What happens in the name of eco-restoration, especially in urban spaces for example, is often gentrification and elite aesthetics masquerading as environmentalism. In city after city around the world, the poor have been disproportionately targeted in the name of urban renewal, ecological restoration and city beautification. In the wake of the 2004 tsunami and the 2015 floods in Chennai, the city administration, goaded by judges with no understanding of the lives of the urban poor, used disaster mitigation and environmental restoration to justify large-scale evictions. The lack of sincerity in these professedly environmental missions becomes evident when one sees these agencies hesitate to apply the same standards to elite encroachers who construct in eco-sensitive locations.

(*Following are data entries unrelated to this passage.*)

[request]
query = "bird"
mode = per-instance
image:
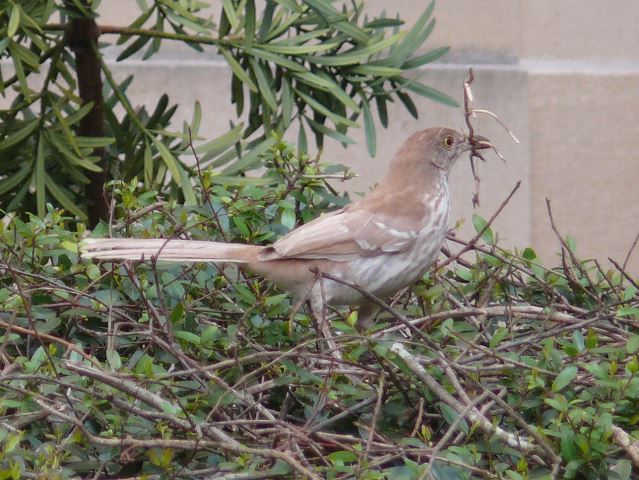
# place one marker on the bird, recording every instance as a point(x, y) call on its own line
point(382, 243)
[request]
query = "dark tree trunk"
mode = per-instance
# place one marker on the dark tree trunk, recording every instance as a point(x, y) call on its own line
point(83, 36)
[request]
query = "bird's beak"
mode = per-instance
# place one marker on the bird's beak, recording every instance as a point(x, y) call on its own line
point(478, 142)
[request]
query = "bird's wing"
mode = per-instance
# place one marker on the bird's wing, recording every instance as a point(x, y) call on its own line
point(343, 235)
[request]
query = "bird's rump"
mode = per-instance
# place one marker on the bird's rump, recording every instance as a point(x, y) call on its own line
point(341, 236)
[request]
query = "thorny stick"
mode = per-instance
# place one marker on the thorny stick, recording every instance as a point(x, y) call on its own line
point(474, 153)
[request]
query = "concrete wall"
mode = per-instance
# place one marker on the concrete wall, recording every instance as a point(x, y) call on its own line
point(563, 74)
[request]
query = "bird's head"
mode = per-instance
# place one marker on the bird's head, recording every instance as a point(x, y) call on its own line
point(443, 146)
point(427, 157)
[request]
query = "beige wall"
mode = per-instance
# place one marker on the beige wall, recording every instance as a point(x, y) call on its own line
point(563, 74)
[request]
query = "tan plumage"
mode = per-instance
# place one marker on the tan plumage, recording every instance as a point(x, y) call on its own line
point(383, 242)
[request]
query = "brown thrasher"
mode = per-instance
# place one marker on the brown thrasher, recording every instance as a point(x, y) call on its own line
point(382, 243)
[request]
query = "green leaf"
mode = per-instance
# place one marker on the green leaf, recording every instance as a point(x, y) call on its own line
point(369, 128)
point(18, 136)
point(287, 103)
point(249, 23)
point(356, 56)
point(564, 378)
point(14, 21)
point(329, 132)
point(377, 70)
point(632, 345)
point(277, 59)
point(188, 337)
point(60, 194)
point(39, 179)
point(113, 358)
point(177, 314)
point(324, 110)
point(429, 57)
point(221, 143)
point(231, 15)
point(248, 160)
point(341, 457)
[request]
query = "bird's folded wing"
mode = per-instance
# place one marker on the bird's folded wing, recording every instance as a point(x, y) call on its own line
point(343, 235)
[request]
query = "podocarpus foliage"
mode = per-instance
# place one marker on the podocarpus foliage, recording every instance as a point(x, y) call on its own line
point(72, 126)
point(193, 372)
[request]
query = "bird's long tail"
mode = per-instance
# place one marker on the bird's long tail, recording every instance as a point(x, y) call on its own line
point(167, 250)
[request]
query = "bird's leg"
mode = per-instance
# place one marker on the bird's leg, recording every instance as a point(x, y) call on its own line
point(318, 311)
point(366, 315)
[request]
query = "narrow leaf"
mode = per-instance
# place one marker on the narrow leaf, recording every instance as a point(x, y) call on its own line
point(369, 128)
point(564, 378)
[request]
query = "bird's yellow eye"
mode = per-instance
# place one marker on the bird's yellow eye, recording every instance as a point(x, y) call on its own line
point(448, 141)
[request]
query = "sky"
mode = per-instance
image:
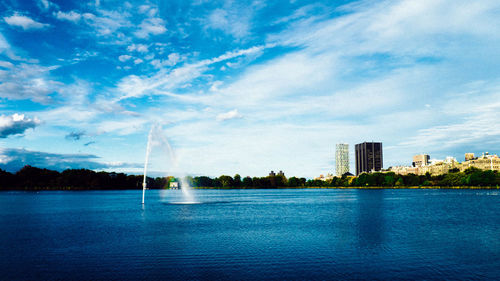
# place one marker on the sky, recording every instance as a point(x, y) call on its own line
point(245, 86)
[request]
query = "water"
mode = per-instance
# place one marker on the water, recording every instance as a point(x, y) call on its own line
point(251, 235)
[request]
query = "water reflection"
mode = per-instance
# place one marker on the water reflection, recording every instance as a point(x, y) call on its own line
point(371, 221)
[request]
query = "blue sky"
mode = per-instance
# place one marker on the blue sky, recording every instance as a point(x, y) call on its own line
point(245, 86)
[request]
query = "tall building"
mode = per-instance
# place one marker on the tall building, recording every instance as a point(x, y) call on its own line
point(469, 156)
point(421, 160)
point(368, 157)
point(341, 159)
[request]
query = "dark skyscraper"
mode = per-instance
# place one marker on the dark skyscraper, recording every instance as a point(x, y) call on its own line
point(368, 157)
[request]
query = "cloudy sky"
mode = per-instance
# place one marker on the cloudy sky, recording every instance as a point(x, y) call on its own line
point(245, 86)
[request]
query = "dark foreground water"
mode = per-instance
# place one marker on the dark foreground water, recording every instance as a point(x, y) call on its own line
point(251, 234)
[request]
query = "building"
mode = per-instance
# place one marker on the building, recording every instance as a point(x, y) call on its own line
point(341, 159)
point(368, 157)
point(484, 162)
point(469, 156)
point(421, 160)
point(439, 167)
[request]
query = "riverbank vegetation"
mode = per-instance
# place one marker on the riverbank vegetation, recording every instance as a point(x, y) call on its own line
point(32, 178)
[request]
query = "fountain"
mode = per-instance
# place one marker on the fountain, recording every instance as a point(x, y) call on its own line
point(156, 138)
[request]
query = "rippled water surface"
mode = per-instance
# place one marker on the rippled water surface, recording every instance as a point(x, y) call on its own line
point(251, 235)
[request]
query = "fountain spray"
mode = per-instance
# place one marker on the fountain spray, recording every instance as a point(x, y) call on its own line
point(146, 162)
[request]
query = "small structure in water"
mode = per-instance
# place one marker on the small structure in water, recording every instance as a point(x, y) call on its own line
point(174, 185)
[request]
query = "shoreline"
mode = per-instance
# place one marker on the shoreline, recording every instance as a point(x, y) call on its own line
point(274, 188)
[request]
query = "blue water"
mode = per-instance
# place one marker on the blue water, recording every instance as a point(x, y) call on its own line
point(251, 235)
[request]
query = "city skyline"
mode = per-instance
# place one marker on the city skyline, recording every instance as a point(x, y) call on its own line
point(245, 87)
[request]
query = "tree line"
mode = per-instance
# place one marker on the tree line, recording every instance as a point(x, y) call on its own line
point(32, 178)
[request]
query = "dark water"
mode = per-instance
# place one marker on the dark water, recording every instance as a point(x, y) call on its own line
point(251, 235)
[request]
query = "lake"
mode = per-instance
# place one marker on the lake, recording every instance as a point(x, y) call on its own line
point(304, 234)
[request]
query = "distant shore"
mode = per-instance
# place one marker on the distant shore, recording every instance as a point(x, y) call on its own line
point(270, 188)
point(364, 187)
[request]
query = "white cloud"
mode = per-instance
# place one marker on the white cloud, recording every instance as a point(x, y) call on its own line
point(233, 114)
point(24, 22)
point(124, 58)
point(28, 81)
point(164, 81)
point(16, 124)
point(107, 23)
point(69, 16)
point(150, 26)
point(229, 23)
point(141, 48)
point(172, 60)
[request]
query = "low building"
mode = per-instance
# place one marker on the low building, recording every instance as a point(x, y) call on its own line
point(439, 167)
point(324, 178)
point(485, 162)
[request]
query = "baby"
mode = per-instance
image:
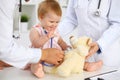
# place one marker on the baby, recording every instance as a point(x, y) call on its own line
point(45, 34)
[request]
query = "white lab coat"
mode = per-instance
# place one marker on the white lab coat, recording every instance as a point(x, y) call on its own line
point(104, 29)
point(10, 52)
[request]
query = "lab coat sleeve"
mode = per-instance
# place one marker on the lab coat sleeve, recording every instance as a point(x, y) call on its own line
point(113, 32)
point(19, 56)
point(69, 22)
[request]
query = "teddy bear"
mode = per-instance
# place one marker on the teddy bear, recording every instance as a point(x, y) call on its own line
point(74, 58)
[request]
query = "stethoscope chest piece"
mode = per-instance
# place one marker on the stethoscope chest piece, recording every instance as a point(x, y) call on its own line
point(97, 13)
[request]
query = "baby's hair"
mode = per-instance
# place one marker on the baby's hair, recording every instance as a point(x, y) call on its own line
point(49, 5)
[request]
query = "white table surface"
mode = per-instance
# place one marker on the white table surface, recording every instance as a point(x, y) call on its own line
point(17, 74)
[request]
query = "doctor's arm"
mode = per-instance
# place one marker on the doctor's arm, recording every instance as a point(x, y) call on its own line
point(69, 22)
point(113, 32)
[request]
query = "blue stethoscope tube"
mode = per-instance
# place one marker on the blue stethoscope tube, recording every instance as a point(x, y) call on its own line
point(97, 12)
point(17, 36)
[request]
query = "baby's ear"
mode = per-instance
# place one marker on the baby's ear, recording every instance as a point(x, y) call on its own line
point(89, 41)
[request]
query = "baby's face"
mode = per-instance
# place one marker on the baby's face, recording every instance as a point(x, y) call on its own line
point(50, 21)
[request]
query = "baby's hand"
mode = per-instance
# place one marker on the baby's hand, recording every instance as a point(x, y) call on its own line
point(50, 34)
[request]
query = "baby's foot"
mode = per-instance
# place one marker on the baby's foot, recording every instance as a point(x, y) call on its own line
point(37, 70)
point(93, 66)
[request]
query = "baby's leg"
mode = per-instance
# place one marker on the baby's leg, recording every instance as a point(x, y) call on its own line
point(3, 64)
point(37, 70)
point(93, 66)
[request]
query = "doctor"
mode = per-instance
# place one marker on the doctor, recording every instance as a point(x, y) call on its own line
point(16, 55)
point(100, 20)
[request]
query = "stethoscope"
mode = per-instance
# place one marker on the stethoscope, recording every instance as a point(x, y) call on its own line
point(51, 46)
point(17, 35)
point(97, 12)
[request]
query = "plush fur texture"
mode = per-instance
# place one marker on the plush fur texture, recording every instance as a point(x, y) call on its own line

Also read: After the 2015 Floods, Chennai Only Exploited the People Who Were Cleaning it
The sociologist Amita Baviskar has called this bourgeois environmentalism. Leisure, tourism and aesthetics for the city’s elite become the objectives of ecosystem restoration to the exclusion of other meanings – including livelihood and cultural uses of local communities. The transformation of the Chetpet tank in Chennai from a degraded pond used only by fishers to a landscaped, paved and fenced-off water park out of reach of fishers, or the development of the Sabarmati riverfront, which academic Navdeep Mathur has called “urban planning as totalitarian governance,” are prime examples of bourgeois environmentalism.
According to a study by Housing and Land Rights Network India, more than 53,700 homes were demolished in India’s tier 1 and tier 2 cities just in 2017. Of these, 68% were destroyed in the name of environmental restoration, city beautification, conservation and/or wildlife protection and disaster management.
If corporate capture of global institutions, elite bias and the restrictive definition of ‘expertise’ are reasons for the ongoing violence against ecosystems and communities, redesigning our economic model, capping the size and power of global corporations and expanding the space for local communities to determine their collective destinies is a necessary first step on this journey of healing.
Nityanand Jayaraman is a Chennai-based writer and social activist.